Looking at the graph, it may seem that a couple of topics are lagging but we did some more work on this and found that interest is as much a function of topic content creation as it is readership in over two thirds of cases. In short, we need to up our game on certain topics. Where to from here?

This analysis provides us with a couple of interesting problems. Do we mail out 5.6 pieces to every person? No - that doesn't make sense and would likely annoy our readers. But we can start by sending a digest based upon the most popular topic areas so that we reach a good number of our readers. But we plan on going much further.

We believe that what people want is information that matches their real world interests at the time they want to see it. To that extent, we are investigating how we can use machine learning to help both discover and deliver the information that REALLY matters and at the right time. This will not be a easy process and we will rely upon our most avid readers as the test bed for working this out. We have numerous questions to answer on this topic and are working with a service provider to determine not only if our immediate needs can be met but whether the operation can be fully automated and then fine tuned.

For our part, we have to continue driving content to where people want us to go. That process is under way and we are already seeing good results from certain proprietary in house process we are working upon. What does all this mean?

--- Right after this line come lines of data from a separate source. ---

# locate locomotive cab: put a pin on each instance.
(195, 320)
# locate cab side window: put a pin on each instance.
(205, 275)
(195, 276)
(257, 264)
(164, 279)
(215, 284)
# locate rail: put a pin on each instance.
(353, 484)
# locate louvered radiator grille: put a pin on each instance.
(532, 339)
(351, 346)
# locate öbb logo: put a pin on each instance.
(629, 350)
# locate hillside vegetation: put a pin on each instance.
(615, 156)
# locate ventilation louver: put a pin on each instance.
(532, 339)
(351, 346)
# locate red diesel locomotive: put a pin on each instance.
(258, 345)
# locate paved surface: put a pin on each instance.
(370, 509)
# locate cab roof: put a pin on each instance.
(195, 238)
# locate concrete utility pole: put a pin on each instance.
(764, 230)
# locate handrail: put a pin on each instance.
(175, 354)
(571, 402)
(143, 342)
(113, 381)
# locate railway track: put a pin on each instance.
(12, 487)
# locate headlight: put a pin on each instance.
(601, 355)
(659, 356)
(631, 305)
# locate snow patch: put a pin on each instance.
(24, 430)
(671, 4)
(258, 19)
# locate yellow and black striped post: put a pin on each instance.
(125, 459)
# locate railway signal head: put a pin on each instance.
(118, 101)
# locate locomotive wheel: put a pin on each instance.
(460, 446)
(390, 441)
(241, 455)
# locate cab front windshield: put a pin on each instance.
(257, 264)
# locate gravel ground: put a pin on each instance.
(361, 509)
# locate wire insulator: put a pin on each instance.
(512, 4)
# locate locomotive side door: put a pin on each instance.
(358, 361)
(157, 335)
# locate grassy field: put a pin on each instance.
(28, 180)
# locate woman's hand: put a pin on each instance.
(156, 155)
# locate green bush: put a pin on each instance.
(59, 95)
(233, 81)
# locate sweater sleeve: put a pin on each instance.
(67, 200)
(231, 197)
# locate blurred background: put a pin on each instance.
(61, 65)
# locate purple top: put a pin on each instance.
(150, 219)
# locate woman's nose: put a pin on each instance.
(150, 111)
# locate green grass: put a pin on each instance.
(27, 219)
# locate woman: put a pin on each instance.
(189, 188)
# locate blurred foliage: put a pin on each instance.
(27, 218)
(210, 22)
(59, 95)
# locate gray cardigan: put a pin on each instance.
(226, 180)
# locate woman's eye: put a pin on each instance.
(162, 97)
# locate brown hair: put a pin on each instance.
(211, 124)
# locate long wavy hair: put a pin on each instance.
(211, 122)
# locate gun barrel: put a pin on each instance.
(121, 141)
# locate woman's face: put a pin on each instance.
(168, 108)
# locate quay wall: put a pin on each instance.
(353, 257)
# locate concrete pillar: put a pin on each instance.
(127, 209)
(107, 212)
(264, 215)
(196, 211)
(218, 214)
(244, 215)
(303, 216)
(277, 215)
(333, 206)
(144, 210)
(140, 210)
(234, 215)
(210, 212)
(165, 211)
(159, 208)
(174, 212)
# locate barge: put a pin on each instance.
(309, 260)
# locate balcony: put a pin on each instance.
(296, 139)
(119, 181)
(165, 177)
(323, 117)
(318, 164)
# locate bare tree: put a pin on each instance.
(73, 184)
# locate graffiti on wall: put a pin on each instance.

We anticipate moving from hand curating content delivery to an automated system that is overseen by our content curators. We will measure, test, measure and test until we've got this right. This will take time but we firmly believe the investment is worthwhile to both ensure that we continue to drive great content to a readership that gets value. If we do that, then everyone is a winner. What we won't be doing is slavishly following popular content ideas because we know that popularity at a point in time is more often a function of the consumer world than it is of the business world. We also know that perceived popularity takes you down an ad driven model which we already believe is a zombie economy. It would be a massive distraction for us and wholly at odds with what diginomica stands for.

In the meantime, if you are not a subscriber then we strongly suggest you consider this an opportunity to save both time and effort. That's what those subscription buttons are about. For those who would like even more than the digest, please check out the topic links. I produced a wee video on this the other week which should cover all the bases.

We're going to start delivery in earnest after next week. Let's see how that goes.

For those enjoying the Easter break - have a fab time; for the rest of us? There's always the weekend to look forward to.